At least this was enough to make Snape sit up, though. "Draco," he said almost gently. "I'm not dying. You're hysterical."

"You don't eat," Draco said, the words tumbling out in a rush. "You don't sleep. You don't do anything. You won't talk to me. You don't even yell at Potter."

"Well, I'm sorry to disappoint you and Potter--" and there was a hint of Snape's usual sarcasm--"But I haven't any intention of dying. Breathe, Draco, for Merlin's sake. The Blacks may have been known for melodrama, but that certainly is no reason for you to indulge."

Draco was breathing, so hard he felt sick. He didn't think it was only the stairs, either. "I can't--" he choked out. "I don't care if you hate me. I need you to be all right. I need to be able to talk to you."

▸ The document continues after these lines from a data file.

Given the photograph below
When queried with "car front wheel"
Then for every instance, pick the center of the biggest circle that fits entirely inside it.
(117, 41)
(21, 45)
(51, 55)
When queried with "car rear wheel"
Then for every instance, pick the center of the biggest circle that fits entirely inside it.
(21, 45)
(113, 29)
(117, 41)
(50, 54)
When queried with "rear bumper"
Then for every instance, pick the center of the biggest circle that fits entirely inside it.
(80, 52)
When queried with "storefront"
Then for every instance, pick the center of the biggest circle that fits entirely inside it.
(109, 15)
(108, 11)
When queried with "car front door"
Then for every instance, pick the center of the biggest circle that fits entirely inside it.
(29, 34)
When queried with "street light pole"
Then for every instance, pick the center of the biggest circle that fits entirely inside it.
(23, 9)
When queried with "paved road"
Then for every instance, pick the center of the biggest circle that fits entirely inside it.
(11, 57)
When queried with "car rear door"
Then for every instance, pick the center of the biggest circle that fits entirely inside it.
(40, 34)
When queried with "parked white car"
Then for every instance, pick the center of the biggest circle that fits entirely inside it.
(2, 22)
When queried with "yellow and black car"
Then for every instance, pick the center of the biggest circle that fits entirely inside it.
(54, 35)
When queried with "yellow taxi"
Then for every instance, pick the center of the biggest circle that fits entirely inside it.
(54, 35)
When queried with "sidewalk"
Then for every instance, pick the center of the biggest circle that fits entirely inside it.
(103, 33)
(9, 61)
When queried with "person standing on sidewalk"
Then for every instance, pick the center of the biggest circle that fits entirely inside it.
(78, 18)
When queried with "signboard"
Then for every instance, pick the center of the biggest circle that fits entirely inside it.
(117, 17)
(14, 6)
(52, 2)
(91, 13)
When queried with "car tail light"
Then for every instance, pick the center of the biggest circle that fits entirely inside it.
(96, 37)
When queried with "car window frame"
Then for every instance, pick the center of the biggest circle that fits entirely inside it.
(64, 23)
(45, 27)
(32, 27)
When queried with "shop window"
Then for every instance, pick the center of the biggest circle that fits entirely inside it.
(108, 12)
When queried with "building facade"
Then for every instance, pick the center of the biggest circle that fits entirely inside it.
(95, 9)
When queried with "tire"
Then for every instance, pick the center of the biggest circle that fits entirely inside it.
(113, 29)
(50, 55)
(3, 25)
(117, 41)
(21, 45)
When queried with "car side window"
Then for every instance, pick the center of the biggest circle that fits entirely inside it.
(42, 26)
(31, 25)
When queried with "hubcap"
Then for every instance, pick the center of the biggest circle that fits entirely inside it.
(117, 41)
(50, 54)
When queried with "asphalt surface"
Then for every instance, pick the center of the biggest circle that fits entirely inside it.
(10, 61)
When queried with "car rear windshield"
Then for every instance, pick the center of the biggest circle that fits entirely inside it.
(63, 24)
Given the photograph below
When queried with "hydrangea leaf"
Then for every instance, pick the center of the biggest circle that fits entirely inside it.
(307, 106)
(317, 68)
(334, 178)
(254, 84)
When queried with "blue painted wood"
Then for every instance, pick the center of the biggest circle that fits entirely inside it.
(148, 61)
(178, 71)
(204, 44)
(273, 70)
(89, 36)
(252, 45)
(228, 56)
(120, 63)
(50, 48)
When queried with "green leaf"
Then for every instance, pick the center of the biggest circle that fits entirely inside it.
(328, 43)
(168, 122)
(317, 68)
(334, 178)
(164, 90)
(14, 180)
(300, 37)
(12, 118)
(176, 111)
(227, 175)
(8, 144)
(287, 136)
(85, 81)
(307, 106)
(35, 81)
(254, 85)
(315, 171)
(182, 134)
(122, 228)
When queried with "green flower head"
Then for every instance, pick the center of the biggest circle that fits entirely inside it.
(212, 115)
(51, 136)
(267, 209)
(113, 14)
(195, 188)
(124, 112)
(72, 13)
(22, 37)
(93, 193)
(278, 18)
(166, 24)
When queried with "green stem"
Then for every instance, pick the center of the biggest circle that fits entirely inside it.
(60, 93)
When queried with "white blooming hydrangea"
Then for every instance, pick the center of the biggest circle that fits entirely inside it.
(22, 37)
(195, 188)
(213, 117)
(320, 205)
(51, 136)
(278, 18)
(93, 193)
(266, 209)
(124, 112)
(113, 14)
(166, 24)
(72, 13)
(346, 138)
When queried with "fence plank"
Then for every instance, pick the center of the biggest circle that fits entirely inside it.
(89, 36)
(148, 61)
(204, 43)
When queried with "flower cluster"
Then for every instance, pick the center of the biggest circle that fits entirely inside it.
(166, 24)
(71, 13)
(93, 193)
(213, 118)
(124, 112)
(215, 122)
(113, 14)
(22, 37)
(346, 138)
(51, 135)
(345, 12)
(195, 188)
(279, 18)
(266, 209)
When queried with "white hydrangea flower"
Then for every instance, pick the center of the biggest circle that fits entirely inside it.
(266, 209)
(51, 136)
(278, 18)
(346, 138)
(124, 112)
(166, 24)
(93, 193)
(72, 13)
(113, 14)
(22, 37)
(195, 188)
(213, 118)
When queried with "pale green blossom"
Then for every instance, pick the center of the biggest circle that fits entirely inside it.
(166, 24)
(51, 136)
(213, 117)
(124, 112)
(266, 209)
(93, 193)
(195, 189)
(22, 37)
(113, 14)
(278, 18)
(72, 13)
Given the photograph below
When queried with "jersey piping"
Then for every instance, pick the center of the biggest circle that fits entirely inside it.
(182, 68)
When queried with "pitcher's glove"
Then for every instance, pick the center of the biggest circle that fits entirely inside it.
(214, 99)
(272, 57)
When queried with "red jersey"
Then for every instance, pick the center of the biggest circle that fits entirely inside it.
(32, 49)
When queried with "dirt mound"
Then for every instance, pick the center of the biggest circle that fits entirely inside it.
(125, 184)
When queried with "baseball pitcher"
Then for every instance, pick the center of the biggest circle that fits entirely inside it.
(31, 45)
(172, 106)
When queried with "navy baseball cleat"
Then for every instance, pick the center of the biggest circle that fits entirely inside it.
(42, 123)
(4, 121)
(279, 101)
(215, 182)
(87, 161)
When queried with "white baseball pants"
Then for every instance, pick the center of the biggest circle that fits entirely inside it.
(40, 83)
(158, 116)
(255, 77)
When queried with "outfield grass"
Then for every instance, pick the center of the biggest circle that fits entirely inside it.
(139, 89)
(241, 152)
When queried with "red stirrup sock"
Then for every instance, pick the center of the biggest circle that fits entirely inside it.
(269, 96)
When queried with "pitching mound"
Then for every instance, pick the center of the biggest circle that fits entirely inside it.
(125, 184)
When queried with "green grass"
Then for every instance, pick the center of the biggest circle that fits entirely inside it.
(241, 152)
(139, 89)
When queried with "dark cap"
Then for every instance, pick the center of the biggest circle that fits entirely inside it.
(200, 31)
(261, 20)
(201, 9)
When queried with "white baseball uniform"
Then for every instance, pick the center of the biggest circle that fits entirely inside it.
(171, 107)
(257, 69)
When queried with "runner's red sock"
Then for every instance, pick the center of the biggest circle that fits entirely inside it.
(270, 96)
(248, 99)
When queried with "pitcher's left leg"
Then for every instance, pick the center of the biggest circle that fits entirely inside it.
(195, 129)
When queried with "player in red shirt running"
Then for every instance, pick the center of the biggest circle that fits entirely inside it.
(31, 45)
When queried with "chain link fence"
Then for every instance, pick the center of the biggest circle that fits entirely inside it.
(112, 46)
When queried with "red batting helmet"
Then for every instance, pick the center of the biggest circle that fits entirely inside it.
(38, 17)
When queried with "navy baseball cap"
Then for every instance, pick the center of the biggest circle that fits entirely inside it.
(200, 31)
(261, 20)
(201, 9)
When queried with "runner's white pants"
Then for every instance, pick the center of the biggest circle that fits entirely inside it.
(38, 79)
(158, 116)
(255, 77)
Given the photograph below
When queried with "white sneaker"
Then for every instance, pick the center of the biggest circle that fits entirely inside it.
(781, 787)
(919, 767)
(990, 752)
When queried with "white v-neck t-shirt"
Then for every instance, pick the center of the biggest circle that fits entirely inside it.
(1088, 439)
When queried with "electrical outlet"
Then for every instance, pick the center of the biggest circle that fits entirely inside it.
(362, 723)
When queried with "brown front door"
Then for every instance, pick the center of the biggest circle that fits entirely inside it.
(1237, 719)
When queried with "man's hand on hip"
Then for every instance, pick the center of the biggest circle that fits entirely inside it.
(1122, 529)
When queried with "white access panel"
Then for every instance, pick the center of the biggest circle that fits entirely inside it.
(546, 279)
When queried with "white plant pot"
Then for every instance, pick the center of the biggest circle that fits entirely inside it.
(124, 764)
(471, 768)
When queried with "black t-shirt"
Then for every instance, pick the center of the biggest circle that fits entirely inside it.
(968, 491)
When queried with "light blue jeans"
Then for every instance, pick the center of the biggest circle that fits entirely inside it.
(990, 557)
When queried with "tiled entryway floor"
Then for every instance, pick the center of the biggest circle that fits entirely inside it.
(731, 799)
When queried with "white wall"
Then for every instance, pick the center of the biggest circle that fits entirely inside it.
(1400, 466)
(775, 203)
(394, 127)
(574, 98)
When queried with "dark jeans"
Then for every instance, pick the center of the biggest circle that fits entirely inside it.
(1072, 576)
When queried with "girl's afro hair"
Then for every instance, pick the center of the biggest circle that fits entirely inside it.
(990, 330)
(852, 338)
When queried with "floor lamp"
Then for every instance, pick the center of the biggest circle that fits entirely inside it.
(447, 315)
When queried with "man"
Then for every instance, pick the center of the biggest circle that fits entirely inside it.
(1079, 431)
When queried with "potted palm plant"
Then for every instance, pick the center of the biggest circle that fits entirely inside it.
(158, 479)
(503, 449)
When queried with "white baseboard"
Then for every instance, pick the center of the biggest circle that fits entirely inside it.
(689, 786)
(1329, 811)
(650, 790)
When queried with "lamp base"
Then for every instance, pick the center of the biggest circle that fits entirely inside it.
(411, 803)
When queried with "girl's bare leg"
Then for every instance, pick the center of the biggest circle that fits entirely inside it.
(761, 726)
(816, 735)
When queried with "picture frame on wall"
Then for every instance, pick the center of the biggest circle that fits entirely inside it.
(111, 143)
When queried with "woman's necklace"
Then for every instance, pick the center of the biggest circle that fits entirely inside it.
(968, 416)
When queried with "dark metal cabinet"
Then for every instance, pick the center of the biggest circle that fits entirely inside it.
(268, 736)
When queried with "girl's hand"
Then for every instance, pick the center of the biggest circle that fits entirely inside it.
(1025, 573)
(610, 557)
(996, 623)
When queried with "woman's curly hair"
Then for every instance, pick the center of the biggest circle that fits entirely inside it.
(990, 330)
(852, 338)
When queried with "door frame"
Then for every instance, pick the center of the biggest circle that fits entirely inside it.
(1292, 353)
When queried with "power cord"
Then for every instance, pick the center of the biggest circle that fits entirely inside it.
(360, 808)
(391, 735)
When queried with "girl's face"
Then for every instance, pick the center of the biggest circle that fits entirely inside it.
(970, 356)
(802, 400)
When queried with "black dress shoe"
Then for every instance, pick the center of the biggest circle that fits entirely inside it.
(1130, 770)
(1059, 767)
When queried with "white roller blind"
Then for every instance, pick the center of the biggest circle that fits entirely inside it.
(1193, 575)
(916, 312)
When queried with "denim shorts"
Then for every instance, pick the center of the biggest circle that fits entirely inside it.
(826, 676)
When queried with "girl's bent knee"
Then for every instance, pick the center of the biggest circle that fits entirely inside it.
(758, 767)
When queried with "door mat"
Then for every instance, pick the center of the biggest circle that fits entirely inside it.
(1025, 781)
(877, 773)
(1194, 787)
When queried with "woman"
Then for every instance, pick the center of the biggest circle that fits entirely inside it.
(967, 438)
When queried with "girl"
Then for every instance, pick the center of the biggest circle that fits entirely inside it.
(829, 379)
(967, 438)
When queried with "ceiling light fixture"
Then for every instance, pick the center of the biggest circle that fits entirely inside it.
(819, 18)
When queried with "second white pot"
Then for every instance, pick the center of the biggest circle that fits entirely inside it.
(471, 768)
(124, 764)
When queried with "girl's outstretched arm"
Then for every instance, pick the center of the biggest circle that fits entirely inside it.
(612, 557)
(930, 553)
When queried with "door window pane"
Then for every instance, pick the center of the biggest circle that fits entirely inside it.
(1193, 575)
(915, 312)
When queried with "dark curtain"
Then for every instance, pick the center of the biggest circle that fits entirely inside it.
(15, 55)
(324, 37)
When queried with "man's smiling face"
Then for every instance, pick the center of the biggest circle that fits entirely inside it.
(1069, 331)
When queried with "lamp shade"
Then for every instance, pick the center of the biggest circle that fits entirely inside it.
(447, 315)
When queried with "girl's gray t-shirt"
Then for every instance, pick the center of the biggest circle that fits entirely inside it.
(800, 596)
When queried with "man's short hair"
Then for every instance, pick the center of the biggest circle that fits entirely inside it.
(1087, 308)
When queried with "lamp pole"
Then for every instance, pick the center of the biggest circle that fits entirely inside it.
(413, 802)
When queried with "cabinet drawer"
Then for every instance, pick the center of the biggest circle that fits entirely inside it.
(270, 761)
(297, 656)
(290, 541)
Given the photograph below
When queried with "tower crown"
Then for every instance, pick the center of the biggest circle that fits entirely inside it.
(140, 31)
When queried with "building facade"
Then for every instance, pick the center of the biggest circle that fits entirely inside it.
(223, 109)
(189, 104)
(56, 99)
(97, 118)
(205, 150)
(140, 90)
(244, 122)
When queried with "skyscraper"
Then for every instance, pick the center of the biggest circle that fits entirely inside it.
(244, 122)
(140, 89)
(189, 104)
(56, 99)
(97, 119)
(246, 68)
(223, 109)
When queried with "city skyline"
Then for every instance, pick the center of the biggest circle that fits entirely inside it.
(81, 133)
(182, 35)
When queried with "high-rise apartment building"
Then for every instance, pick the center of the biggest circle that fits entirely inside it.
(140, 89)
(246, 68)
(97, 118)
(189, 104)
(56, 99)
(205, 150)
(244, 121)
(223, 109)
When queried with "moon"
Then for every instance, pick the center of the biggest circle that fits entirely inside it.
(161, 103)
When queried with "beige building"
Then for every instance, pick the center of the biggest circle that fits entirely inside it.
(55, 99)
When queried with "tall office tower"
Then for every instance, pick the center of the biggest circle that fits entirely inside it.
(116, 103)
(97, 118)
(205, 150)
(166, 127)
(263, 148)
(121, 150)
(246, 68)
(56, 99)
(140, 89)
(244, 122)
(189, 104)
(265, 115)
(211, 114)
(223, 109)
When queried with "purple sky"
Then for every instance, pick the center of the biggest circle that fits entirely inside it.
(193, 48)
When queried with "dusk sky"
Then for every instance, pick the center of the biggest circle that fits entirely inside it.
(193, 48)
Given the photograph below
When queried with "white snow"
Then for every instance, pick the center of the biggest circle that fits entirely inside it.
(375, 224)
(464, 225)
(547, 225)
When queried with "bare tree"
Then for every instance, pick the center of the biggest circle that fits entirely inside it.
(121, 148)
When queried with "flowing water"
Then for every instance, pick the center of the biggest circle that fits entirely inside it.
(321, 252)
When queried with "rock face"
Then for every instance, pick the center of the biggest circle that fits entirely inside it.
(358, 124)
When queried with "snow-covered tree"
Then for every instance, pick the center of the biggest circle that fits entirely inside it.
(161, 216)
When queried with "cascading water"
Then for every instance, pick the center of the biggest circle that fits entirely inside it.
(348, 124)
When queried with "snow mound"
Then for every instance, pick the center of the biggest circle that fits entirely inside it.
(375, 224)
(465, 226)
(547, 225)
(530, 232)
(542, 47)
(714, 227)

And Snape was looking at him now, really looking at him, for what felt like the first time since he'd collected Draco at hospital. He was still Snape, still capable of that narrow focus that made you feel like the only other person in the world. He was too pale, and far too thin, and it looked as if he'd cut his hair with a blunt butter knife, and Draco would never get used to seeing him in jeans and a sweater--but he was Snape. It was an unbelievable relief, or it would have been, if Draco hadn't had such a terrible secret to reveal. "What's so wrong?" Snape said.

"I'm in love with Harry Potter," Draco told him. "I've tried not to be--I've tried not to think about him, and the gas man says it's probably PTSD, and I need therapy. But--."

"Fuck," Snape said. Draco had never heard him swear before. He flopped back onto the bed for a moment. "Your mother's only in France, Draco. Are you sure you wouldn't rather talk to her about this?"

Draco swallowed, hard. "No," he said, as bravely as he could. "I want to talk to you."

Snape did not say that Draco would. He got up, rubbing tiredly at his eyes. He didn't seem to be drunk, or completely out of his head, as the British Gas man had gloomily prophesied he might be. Draco felt a glimmer of hope, quite apart from the faint possibility that Snape could somehow sort out his troubles with Potter. Depression, he thought, could be dealt with, if that was all this was.

Snape went stiffly down the stairs. It was the first time in weeks, if not months, that he'd been up during the day. Draco followed him a good deal less gracefully. There was really no graceful way to go down stairs.

When they were sitting at the table, coffee in hand, Snape said, "Talk." And when Draco opened his mouth, "Start with why you thought I was dying, and why you thought it was your fault."